Statistics are like a bikini. What they show you is interesting, but what they conceal is essential.
Nevertheless, someone at the FDA owes the Pink Sheet a thank-you note.
The Pink Sheet reports that:
The agency has been trumpeting the 30 new molecular entity and new biologic entity approvals from CDER in 2011 – the most since 2004 and a welcome sign of recovery after the approvals doldrums in between – but it also deserves recognition for achieving an unprecedented, near-perfect rate of PDUFA review goal compliance (96.7%) while maintaining healthy rates of first-cycle approvals (63.3%), and time to approval (an average of 15 months)
CDER Review Performance In The PDUFA IV Era |
|||||
Year |
Approvals (average time to approval) |
User fee compliance |
First-cycle review share |
First-cycle share, Standard |
First-cycle share, Priority |
2011 |
30 (15 mo.) |
96.7% |
63.3% |
43.8% |
85.7% |
2010 |
21 (15.1 mo.) |
86% |
76.2% |
75% |
77.8% |
2009 |
25 (17.3 mo) |
72% |
58% |
47% |
66.7% |
2008 |
24 (17.9 mo.) |
70% |
67% |
53.3% |
88.9% |
Consistency is becoming a hallmark of FDA’s review activity, with nearly identical average times to approval in the two years following the adjustment period for implementation of the FDA Amendments Act. The striking difference between 2010 and 2011 is the number of approvals, not the parameters of the reviews – showing FDA can deliver the same performance with a higher volume.
Innovative drugs drove the positive review trends, with 12 first-in-class agents among the CDER NMEs and NBEs, representing 40% of calendar year 2011 approvals.

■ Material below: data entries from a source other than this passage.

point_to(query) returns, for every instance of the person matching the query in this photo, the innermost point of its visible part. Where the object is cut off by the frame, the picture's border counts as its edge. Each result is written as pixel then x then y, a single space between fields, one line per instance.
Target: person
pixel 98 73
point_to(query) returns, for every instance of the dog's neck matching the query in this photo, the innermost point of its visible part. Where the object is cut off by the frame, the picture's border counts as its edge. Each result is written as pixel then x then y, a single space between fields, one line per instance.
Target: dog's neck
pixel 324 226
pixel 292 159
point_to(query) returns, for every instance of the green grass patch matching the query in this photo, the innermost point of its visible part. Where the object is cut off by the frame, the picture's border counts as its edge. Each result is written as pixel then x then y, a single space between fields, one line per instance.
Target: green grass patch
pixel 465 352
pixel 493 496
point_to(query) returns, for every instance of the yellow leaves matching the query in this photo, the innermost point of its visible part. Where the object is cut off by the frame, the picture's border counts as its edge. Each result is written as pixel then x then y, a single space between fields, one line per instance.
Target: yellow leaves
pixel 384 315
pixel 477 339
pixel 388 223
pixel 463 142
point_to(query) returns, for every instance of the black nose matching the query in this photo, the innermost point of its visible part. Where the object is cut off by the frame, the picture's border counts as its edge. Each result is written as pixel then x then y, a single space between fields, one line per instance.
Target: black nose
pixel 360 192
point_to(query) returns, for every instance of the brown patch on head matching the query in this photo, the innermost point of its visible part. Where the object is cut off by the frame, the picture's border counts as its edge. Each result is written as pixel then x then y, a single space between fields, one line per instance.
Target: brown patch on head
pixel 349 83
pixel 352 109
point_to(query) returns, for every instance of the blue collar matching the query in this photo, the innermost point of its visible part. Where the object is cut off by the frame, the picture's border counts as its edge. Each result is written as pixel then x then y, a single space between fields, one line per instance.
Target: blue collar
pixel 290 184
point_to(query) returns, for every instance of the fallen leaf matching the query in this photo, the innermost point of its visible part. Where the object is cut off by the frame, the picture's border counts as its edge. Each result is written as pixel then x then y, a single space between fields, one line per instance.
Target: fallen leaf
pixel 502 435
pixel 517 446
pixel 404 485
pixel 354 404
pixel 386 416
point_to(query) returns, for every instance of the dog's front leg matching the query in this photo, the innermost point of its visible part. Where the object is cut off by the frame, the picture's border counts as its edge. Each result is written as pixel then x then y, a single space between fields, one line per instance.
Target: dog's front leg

First-in-class status correlates closely but imperfectly with priority review status, another marker of innovation that incorporates not only pioneer mechanisms but also unmet medical needs. By the metrics, the 2011 class did not vary significantly from the level of innovation in recent years, though the significance of some of the innovative products cleared in 2011 certainly makes the class notable.
The difference in time to approval between the first-cycle and second-cycle approvals is stark. On average, the penalty for going to the second review cycle was 19.6 months, the difference between the 7.8 month average time to approval for all NMEs and novel BLAs (CDER and CBER) approved in one review cycle and the 27.5 month average for products requiring two review cycles.
FDA could not have posted a good year for new drug approvals without plentiful applications based on well-constructed clinical programs – an aspect in the hands of industry. But the agency can also make its own luck. The case studies of drug approvals published each month by Pharmaceutical Approvals Monthly suggest that the agency will show great creativity and flexibility in analyzing and acquiring data for new products that address unmet medical needs.
The Pink Sheet ends it’s analysis with the comment, “As the agency heads into PDUFA reauthorization, FDA’s review success will be a powerful argument that the agency knows what it is doing. Just look at the numbers.”
Just so, but as Vince Ventimiglia, Former Assistant Secretary for Legislation at the US Department of Health and Human Services, commented at a recent Center for Medicine in the Public Interest conference on PDUFA, numbers are very much determined by who provides them. He called one myth about PDUFA, “Lie to Me." When it comes to numbers, he asks, “Are they always true? And the answer is no. It behooves you to look very carefully at FDA numbers, Department of HHS numbers, and OMB numbers as a package. They’re not always in sync with each other."
As Mark Twain said, “Facts are stubborn things, but statistics are more pliable.”